A section of the committee of creditors (CoC) of the beleaguered Deccan Chronicle Holding Limited (DCHL) is wary over the alleged behind-the-scenes attempts by the company’s promoters to stage a backdoor entry, as the media group is all set to change hands through the ongoing insolvency proceedings of the National Company Law Tribunal (NCLT). As per the original version of Insolvency and Bankruptcy Code 2016, the promoters of a bankrupt company were barred from participating in the restructuring of assets process, however, the subsequent amendments made some concessions to the owners to join the bids process, if it helps rescue the company. In case of DCHL, the promoters face a clutch of criminal cases and CBI probe too.
Inordinate delay in completion of the process to find new owners or management and the entry of new players as guaranteed creditors claiming charge on the assets of the bankrupt company and the inability of the Insolvency Resolution Professional (IRP) raise scope for suspicion that the present promoters are still trying to regain control over their company after enjoying a massive haircut on their debts.
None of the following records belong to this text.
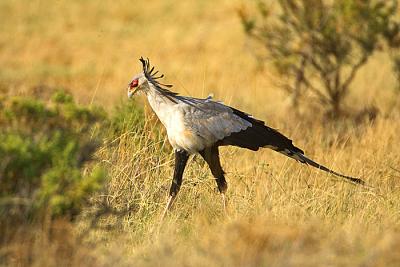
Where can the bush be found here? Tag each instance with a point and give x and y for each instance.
(44, 151)
(319, 46)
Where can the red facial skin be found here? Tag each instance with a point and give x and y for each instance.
(133, 84)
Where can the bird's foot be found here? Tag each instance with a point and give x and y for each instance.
(167, 207)
(225, 204)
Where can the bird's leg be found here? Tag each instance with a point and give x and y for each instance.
(181, 158)
(211, 156)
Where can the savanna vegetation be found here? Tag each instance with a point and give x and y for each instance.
(84, 173)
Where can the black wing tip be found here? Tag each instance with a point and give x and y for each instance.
(357, 181)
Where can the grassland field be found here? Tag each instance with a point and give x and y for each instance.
(281, 213)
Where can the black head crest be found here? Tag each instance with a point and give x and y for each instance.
(152, 77)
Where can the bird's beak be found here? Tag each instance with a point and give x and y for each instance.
(131, 92)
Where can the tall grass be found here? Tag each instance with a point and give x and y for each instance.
(280, 213)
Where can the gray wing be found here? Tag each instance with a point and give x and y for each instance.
(212, 121)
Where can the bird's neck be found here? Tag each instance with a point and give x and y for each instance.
(160, 104)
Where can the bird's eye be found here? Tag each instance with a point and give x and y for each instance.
(134, 84)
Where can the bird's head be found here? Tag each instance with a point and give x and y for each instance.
(138, 83)
(143, 81)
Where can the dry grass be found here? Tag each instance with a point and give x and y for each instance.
(280, 213)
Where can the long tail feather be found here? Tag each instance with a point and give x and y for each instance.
(303, 159)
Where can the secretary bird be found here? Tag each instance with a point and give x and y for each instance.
(196, 125)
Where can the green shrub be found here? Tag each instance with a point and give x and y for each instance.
(44, 151)
(319, 46)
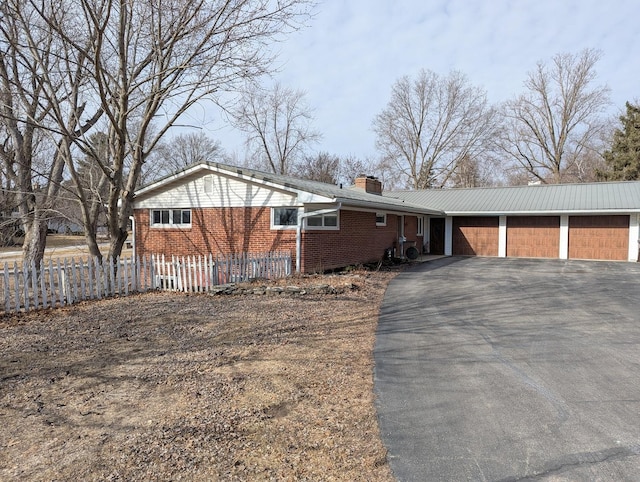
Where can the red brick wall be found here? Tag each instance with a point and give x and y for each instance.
(216, 231)
(237, 230)
(359, 240)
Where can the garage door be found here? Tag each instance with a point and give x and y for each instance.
(475, 236)
(533, 236)
(599, 237)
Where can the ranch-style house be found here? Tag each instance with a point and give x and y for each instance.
(213, 208)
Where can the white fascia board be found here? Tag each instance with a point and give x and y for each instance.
(373, 206)
(169, 179)
(542, 213)
(303, 197)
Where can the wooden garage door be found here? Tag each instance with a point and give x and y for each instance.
(475, 236)
(599, 237)
(533, 236)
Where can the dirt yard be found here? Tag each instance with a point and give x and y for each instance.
(168, 386)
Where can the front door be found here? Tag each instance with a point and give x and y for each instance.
(436, 236)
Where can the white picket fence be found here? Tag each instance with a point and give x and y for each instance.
(68, 281)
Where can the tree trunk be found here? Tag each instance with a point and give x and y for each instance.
(35, 240)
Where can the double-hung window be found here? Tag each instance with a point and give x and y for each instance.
(171, 218)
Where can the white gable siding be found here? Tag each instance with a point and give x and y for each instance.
(213, 190)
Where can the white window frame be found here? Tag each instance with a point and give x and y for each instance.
(283, 226)
(171, 222)
(324, 227)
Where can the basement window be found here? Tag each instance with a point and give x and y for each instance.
(171, 218)
(282, 218)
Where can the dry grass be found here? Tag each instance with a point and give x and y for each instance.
(171, 386)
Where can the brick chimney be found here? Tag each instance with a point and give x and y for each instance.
(369, 184)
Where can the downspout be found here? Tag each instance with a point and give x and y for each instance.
(133, 235)
(299, 230)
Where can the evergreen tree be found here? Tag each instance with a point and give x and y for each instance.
(623, 160)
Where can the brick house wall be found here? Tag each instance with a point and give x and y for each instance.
(215, 231)
(238, 230)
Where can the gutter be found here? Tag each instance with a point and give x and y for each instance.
(301, 217)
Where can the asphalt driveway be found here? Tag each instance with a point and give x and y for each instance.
(510, 369)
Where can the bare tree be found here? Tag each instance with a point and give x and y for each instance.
(141, 67)
(323, 167)
(551, 130)
(31, 75)
(179, 152)
(430, 124)
(277, 125)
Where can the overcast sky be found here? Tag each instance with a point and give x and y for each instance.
(353, 51)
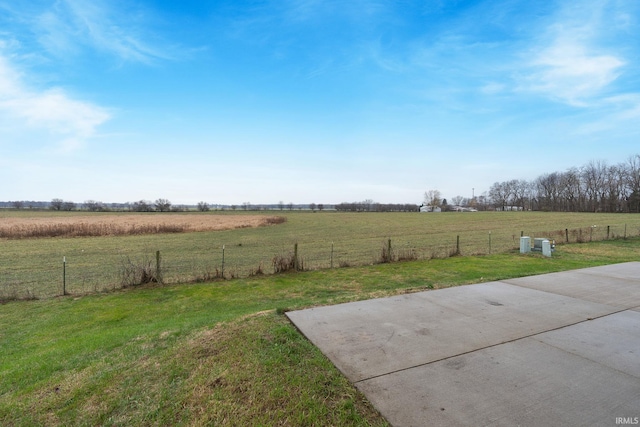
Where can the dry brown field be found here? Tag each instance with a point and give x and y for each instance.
(21, 227)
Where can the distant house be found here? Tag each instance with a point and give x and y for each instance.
(462, 209)
(425, 208)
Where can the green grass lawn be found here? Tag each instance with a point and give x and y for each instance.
(94, 264)
(218, 353)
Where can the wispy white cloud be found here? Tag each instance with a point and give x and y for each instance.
(570, 72)
(69, 122)
(573, 63)
(69, 25)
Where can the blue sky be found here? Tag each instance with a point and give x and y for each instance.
(309, 101)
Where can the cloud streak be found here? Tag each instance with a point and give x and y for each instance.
(70, 122)
(573, 64)
(70, 24)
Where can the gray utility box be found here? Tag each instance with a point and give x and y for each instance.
(539, 245)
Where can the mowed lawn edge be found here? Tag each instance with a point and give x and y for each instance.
(34, 267)
(218, 353)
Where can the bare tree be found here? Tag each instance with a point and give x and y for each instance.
(68, 206)
(632, 174)
(499, 194)
(93, 206)
(457, 201)
(432, 198)
(56, 204)
(163, 205)
(142, 206)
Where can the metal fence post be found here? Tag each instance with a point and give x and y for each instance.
(222, 268)
(158, 268)
(64, 275)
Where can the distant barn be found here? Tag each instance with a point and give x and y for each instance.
(425, 208)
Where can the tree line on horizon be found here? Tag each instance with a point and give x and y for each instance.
(594, 187)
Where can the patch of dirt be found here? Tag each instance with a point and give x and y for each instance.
(127, 224)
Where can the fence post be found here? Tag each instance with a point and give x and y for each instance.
(331, 255)
(158, 268)
(64, 275)
(222, 268)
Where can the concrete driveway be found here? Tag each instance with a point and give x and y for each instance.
(560, 349)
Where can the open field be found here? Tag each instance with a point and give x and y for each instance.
(42, 226)
(218, 353)
(33, 267)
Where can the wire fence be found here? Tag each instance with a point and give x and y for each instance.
(36, 275)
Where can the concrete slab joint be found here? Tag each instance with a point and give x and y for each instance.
(556, 349)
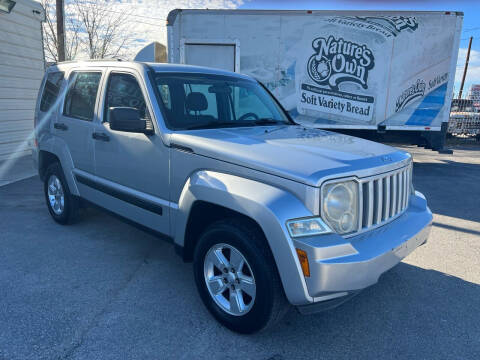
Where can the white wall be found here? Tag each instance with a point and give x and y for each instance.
(21, 71)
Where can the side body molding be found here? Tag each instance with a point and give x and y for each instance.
(269, 206)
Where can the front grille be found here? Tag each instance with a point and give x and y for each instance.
(383, 197)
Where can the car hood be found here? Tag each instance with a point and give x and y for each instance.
(297, 153)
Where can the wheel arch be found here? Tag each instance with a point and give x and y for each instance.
(45, 159)
(217, 195)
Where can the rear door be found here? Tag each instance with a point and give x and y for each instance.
(73, 125)
(132, 169)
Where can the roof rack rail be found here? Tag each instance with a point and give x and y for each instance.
(89, 60)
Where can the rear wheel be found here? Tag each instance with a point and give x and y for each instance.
(237, 278)
(61, 204)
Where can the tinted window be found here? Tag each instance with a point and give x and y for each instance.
(51, 90)
(81, 96)
(124, 91)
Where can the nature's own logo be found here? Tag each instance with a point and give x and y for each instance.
(386, 25)
(337, 60)
(414, 91)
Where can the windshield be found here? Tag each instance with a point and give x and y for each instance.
(200, 101)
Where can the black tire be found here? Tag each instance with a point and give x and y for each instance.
(70, 208)
(270, 303)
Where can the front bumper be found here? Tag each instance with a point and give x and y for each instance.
(341, 267)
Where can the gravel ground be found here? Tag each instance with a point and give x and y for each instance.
(101, 289)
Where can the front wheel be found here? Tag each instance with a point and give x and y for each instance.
(237, 278)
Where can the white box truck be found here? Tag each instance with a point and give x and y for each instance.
(347, 70)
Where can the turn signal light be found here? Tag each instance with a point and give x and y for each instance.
(303, 258)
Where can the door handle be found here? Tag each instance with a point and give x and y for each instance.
(101, 136)
(60, 126)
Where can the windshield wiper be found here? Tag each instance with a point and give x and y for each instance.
(216, 124)
(269, 121)
(227, 124)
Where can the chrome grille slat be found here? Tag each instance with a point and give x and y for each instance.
(379, 203)
(383, 198)
(400, 192)
(370, 204)
(386, 213)
(394, 195)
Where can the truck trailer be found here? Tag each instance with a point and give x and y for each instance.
(370, 72)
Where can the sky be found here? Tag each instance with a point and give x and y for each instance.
(148, 19)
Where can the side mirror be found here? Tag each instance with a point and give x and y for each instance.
(128, 119)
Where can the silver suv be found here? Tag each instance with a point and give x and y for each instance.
(271, 213)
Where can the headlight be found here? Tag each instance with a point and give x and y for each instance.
(340, 206)
(307, 227)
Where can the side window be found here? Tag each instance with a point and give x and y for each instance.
(124, 91)
(51, 90)
(81, 96)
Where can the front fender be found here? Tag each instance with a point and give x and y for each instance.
(269, 206)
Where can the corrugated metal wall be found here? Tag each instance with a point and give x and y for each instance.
(21, 71)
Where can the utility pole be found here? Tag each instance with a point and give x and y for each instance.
(60, 31)
(466, 67)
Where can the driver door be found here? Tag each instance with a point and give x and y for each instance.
(131, 168)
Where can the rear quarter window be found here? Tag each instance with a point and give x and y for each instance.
(51, 90)
(82, 95)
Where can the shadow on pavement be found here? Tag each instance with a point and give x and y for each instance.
(445, 185)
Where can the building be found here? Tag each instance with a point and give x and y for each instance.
(474, 95)
(21, 70)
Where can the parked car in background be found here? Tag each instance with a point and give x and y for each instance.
(270, 212)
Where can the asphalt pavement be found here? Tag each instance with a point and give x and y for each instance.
(102, 289)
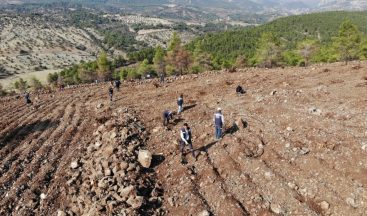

A chief officer of a public sector bank that lent around Rs 280 crore to DCHL that runs the Deccan Chronicle English daily newspaper, among a few other publications across the country, told Sources on Friday that the happenings in the last few weeks give room for doubt about some foul play and the same would be discussed at the forthcoming CoC meet.
DCHL owners T. Venkattram Reddy and his brother T. Vinayak Ravi Reddy have maintained that the company still generates reasonably well cash collections through advertising revenues of the newspapers that owe around Rs 6,500 crore to many banks and other financial institutions, besides facing criminal charges of forgery, fraud, wilful default, etc.
As none of the bidders who had submitted their filled in documents of the IRP Mamata Binani are learnt to have quoted the price that covers the total debt of DCHL, it is obvious that the CoC is set to take a substantial haircut (in simple language foregoing their money).
The highest bidder, according to sources, is believed to have quoted a price around Rs 850 crore to acquire the 80-year-old media company.
As per the original schedule drawn up by the insolvency proceedings launched by the public sector Canara Bank, which leads the 18-member CoC, the process of finding a new management and owners should have been completed within 180 days, by 12 April 2018. However, due to some technical delays, the process has been extended by another 80 days, to 10 July.
However, the Hyderabad bench of NCLT, which is hearing two more petitions seeking the status of secured creditors in the case, posted the case till 17 July, well beyond the deadline to complete the process.
The two petitioners, Karvy Financial Services Limited and Sujana Trading Company, both Hyderabad-based, have sought to be involved in the restructuring of DCHL assets.
Already, a similar outsider of CoC, India Bulls, which lent around Rs 174 crore to DCHL and auctioned the residential properties of the Reddys, too, petitioned the NCLT and was granted permission to become a secured creditor in the case.
At least two bankers—one private and a public sector one—are planning to raise certain issues before the creditors’ meet next week on the twists and turns in the case over the last six months. For example, these bankers are shocked over the sudden resignation of the counsels of IRP who argued against Karvy and Sujana being clubbed into the creditors’ list before the NCLT.
The abrupt exit of the counsels gives scope that they must have been pressurised by some forces—presumably the present promoters—to delay the process and thus scuttle the process of restructuring by handing over the company to new owners.
These bankers are expected to take along all other members of CoC in minimising the haircut as well as keeping away the present promoters’ criminal charges.